AAP Recommends Autism Screening for All Infants


Artículo interesante publicado el día de hoy en MEDSCAPE. Muchas veces podemos dejar de diagnósticar el Autismo en nuestros pacientitos. Y se considera que a más temprana edad se inicie un tratamiento los resultados y la calidad de vida para estas familias será mucho mejor.

Interesting Article published today in MEDSCAPE. Many times we fail to diagnosis  Autism in our pacients. And he believes that early age begin a treatment outcomes and quality of life for these families will be much better


MD Pediatrician

News Author: James Brice
CME Author: Laurie Barclay, MD
CME Author: Penny Murata, MD


Release Date: October 30, 2007Valid for credit through October 30, 2008

Credits Available

Physicians – maximum of 0.25 AMA PRA Category 1 Credit(s) for physicians;
Family Physicians – up to 0.25 AAFP Prescribed credit(s) for physicians;
Nurses – 0.25 nursing contact hours (None of these credits is in the area of pharmacology)

October 30, 2007 (San Francisco) — The American Academy of Pediatrics (AAP) announced today an ambitious program to promote routine screening of all infants for autism spectrum disorders (ASDs) as part of 18-month and 24-month well-baby examinations. The announcement came during the AAP’s National Conference and Exhibition here.

After months of planning, the academy moved forward with the program in light of a rising incidence of ASD and evidence suggesting that early treatment increases the probability of successful treatment, according to Chris Plauche Johnson, MD, Med, lead author of the AAP policy statement. He is also a coauthor of a separate technical report on the pediatrician’s role in ASD diagnosis and management.

The clinical reports also include a toolkit containing “screening and surveillance tools, practical forms, tables, and parent handouts to assist the pediatrician in the identification, evaluation, and management of autism spectrum disorders in children,” Dr. Johnson and colleagues write.

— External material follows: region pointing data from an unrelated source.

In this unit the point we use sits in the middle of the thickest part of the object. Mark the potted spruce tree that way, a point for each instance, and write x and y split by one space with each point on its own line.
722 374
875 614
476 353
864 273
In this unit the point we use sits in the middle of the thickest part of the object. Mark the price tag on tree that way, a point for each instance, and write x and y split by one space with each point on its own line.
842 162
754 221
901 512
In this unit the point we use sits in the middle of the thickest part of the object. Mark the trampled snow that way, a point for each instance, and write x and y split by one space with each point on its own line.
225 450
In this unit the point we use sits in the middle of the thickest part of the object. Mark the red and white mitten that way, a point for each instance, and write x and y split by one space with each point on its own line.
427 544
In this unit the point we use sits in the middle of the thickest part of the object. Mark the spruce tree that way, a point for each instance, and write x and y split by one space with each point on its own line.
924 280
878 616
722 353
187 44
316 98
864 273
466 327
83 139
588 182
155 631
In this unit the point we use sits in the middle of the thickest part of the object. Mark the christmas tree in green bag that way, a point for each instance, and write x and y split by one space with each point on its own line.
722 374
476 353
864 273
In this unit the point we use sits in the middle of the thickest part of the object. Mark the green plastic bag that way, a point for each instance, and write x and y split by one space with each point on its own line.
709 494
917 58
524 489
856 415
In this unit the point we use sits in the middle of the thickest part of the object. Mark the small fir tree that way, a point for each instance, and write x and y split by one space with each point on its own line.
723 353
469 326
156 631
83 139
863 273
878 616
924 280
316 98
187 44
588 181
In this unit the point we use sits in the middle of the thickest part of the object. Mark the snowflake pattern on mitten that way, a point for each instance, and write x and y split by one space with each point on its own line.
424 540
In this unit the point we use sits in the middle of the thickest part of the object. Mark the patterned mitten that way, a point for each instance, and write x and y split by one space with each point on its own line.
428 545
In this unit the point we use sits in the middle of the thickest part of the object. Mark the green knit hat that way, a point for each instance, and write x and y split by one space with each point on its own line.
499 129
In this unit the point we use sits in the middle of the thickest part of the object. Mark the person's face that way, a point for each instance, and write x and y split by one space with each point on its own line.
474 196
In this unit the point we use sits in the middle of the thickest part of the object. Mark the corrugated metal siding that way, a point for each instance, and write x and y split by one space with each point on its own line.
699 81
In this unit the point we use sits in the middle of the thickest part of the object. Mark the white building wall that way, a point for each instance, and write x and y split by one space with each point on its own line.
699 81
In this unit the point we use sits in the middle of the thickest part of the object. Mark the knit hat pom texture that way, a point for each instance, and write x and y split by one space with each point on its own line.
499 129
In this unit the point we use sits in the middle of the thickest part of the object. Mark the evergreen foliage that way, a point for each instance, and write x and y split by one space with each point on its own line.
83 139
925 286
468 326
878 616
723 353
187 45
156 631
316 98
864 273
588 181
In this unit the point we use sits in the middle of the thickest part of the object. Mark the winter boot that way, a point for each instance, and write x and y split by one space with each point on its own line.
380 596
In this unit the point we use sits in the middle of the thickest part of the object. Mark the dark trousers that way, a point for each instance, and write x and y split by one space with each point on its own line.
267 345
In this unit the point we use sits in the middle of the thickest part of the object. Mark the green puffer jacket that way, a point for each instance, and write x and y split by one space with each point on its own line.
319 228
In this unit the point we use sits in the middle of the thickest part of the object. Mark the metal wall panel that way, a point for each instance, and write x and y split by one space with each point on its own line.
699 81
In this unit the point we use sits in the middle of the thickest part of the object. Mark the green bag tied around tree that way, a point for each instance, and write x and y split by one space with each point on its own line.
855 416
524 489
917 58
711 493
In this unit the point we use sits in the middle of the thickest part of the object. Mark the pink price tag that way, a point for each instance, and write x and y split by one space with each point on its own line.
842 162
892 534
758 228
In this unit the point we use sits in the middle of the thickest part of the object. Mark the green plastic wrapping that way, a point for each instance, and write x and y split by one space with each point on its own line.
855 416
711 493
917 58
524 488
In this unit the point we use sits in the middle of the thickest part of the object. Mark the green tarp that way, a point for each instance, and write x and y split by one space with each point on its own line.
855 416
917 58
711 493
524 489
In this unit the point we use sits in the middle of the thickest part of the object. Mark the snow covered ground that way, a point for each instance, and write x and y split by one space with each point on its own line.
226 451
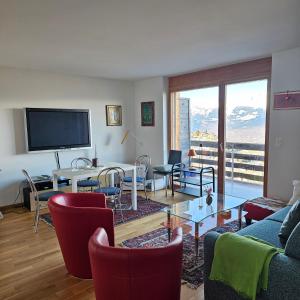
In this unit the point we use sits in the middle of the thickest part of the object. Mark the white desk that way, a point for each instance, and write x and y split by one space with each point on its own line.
79 174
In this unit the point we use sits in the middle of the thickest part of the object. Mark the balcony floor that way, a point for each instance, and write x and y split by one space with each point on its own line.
243 189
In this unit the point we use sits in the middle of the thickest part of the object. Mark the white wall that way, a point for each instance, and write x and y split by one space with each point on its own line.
20 88
284 155
152 140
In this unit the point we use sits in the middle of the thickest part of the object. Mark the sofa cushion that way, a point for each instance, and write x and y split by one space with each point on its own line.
280 215
292 247
296 192
266 230
290 222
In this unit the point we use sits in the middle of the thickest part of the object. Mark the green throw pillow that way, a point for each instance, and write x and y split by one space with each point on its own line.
290 222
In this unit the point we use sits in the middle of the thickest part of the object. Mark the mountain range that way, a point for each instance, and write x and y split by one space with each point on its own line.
243 124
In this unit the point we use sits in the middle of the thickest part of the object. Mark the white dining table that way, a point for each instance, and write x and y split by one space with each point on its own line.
76 174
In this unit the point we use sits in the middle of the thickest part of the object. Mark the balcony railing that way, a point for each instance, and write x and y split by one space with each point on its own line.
244 161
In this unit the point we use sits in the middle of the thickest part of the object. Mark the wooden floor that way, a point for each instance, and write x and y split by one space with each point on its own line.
32 267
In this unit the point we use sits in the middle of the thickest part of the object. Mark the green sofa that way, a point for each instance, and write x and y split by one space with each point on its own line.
284 272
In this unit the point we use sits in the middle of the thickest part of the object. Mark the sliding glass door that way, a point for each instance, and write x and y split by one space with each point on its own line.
226 127
245 129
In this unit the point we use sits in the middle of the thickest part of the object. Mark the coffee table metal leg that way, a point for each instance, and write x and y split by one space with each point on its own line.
240 216
197 238
169 225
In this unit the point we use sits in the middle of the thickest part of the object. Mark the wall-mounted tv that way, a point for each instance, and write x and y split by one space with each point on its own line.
56 129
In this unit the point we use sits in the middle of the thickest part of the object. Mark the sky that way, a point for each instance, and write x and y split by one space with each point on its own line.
253 93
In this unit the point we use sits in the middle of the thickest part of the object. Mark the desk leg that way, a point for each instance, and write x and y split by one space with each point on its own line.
197 238
55 183
74 185
169 225
133 190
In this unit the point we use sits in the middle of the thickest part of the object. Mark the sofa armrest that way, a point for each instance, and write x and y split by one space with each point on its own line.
284 276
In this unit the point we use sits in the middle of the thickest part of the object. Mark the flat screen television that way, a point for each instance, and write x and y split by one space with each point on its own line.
56 129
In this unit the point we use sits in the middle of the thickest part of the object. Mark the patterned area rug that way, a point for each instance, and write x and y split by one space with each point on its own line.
145 208
192 270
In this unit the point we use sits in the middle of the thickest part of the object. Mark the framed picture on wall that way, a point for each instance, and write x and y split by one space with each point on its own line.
113 115
148 113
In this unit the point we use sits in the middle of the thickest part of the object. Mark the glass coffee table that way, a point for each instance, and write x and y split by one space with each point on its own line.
197 212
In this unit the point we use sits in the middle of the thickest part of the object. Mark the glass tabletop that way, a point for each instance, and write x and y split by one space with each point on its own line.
198 209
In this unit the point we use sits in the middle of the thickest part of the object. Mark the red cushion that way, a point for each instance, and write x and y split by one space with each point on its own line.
136 274
75 217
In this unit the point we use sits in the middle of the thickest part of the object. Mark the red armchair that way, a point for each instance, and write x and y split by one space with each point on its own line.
75 217
136 274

The incidence of ASD has increased rapidly in the United States during the past decade. It now affects an estimated 1 of every 150 children. Evidence cited in AAP reports also released today links early diagnosis with successful therapy.

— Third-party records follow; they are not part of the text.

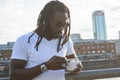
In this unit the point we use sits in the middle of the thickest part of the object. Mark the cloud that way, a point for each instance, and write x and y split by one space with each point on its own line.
18 17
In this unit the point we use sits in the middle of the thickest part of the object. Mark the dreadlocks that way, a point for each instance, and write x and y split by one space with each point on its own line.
50 9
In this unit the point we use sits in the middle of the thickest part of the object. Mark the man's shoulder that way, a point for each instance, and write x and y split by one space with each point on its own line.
25 37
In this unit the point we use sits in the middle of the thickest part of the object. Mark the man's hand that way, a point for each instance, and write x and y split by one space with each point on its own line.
76 70
55 63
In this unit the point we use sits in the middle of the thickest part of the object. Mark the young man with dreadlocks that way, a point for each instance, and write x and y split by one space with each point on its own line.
40 55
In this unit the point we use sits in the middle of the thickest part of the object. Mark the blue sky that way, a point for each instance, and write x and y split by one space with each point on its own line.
18 17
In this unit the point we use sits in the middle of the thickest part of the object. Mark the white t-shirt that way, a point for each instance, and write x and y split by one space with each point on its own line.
47 49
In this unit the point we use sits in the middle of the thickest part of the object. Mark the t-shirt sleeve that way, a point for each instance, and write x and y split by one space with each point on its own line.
70 47
19 50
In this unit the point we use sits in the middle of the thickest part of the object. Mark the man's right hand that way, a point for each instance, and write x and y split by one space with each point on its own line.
55 63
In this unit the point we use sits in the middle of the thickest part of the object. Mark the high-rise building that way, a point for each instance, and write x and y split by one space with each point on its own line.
119 34
99 26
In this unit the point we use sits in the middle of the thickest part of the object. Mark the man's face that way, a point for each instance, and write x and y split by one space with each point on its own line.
57 23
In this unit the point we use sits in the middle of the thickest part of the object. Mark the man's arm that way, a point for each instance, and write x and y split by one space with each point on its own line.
19 72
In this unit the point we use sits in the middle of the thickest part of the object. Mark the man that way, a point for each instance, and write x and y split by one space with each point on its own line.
42 54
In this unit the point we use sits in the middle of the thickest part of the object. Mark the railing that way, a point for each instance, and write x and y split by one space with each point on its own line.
90 74
95 74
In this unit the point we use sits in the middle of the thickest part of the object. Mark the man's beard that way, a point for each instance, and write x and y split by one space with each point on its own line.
56 35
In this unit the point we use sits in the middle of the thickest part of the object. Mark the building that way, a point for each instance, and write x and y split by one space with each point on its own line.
119 35
76 38
99 25
5 51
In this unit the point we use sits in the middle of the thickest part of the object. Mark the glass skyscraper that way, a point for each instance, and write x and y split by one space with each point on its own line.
99 26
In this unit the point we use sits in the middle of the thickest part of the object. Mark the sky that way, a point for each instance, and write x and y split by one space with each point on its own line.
18 17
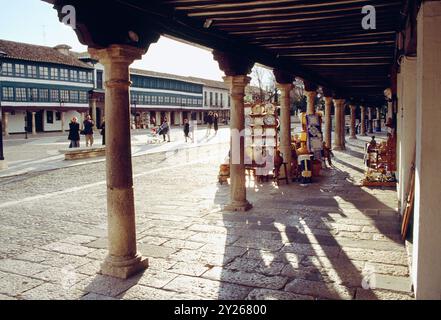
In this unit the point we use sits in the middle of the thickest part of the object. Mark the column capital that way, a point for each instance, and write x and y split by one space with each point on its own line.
117 53
233 64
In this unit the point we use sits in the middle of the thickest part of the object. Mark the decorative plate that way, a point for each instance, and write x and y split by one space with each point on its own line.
269 120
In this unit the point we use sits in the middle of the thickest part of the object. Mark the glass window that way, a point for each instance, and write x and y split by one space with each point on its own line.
54 74
83 76
33 94
20 70
64 74
73 95
55 96
43 94
49 117
44 72
20 94
83 96
8 93
7 69
64 95
32 71
99 79
73 75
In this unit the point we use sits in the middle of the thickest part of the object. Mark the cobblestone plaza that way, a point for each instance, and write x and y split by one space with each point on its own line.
331 240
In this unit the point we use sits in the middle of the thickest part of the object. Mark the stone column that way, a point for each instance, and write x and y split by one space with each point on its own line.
238 196
338 106
123 259
353 131
63 121
285 123
363 120
370 121
426 256
378 122
5 124
328 121
34 128
93 107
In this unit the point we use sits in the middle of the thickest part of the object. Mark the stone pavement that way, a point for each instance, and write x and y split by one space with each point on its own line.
331 240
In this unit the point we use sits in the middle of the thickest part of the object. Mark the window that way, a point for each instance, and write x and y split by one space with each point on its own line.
54 74
64 74
55 96
73 75
83 96
32 71
19 70
8 93
49 117
64 95
73 95
99 79
83 76
33 94
44 72
20 94
43 94
7 69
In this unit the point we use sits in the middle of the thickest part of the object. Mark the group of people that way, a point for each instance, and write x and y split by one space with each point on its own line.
212 121
88 125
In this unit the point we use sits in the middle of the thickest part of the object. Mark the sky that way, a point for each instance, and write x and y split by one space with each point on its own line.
36 22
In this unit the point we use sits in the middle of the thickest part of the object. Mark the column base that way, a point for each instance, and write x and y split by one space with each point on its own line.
238 206
123 267
3 165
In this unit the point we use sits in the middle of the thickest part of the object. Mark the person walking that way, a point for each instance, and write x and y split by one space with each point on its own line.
209 123
74 133
164 129
103 132
215 122
186 129
88 130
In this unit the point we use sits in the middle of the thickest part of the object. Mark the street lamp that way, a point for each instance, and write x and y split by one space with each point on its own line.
2 158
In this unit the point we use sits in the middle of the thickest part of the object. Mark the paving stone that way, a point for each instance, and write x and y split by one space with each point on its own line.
207 289
105 285
223 249
202 257
245 278
267 294
24 268
213 238
320 289
67 248
13 284
363 294
182 244
148 250
95 296
255 266
312 249
190 269
263 244
156 278
157 241
50 291
65 277
78 239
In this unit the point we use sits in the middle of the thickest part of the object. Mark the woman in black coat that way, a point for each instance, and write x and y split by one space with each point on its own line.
74 133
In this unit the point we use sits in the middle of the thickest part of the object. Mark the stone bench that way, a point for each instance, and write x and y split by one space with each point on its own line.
83 153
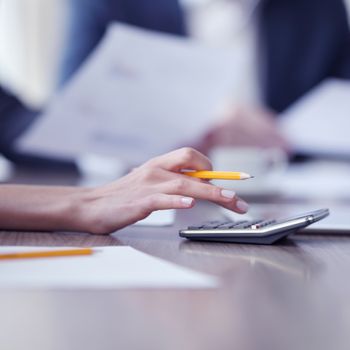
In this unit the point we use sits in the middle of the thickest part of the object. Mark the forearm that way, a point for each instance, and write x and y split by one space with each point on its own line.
41 208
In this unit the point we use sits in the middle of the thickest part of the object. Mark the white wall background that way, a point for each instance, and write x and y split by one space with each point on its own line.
31 34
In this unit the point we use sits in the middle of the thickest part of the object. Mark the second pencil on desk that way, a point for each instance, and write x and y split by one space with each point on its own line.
219 175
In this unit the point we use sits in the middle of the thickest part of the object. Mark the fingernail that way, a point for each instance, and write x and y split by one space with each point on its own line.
187 201
242 206
228 194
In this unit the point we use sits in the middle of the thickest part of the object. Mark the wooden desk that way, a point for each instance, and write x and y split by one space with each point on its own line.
294 295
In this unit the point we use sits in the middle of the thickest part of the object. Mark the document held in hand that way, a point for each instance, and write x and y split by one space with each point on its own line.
139 94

The etiology of ASD is unknown. There is no cure, according to Dr. Johnson, but treatment now leads to recovery for 30% to 40% of patients. “Early recognition and intervention makes a difference in the outcomes for these children,” she said.

The AAP clinical report recommends a checklist examination that asks the infant’s caregiver to complete a detailed questionnaire in the waiting room while the pediatrician attends to the routine 18-month or 24-month examination with the infant.

Immediate Action Should Follow Positive Screening

Based on a review of these results and his or her own observations, the pediatrician may make a negative or positive determination. No action is taken when ASD is ruled out, but 3 immediate responses are triggered for positive cases, Dr. Johnson said during a press briefing. These include a referral to an autism diagnostic clinic for a definitive evaluation, a prescription for an early intervention program for treatment, and a referral to an audiologist to rule out hearing problems.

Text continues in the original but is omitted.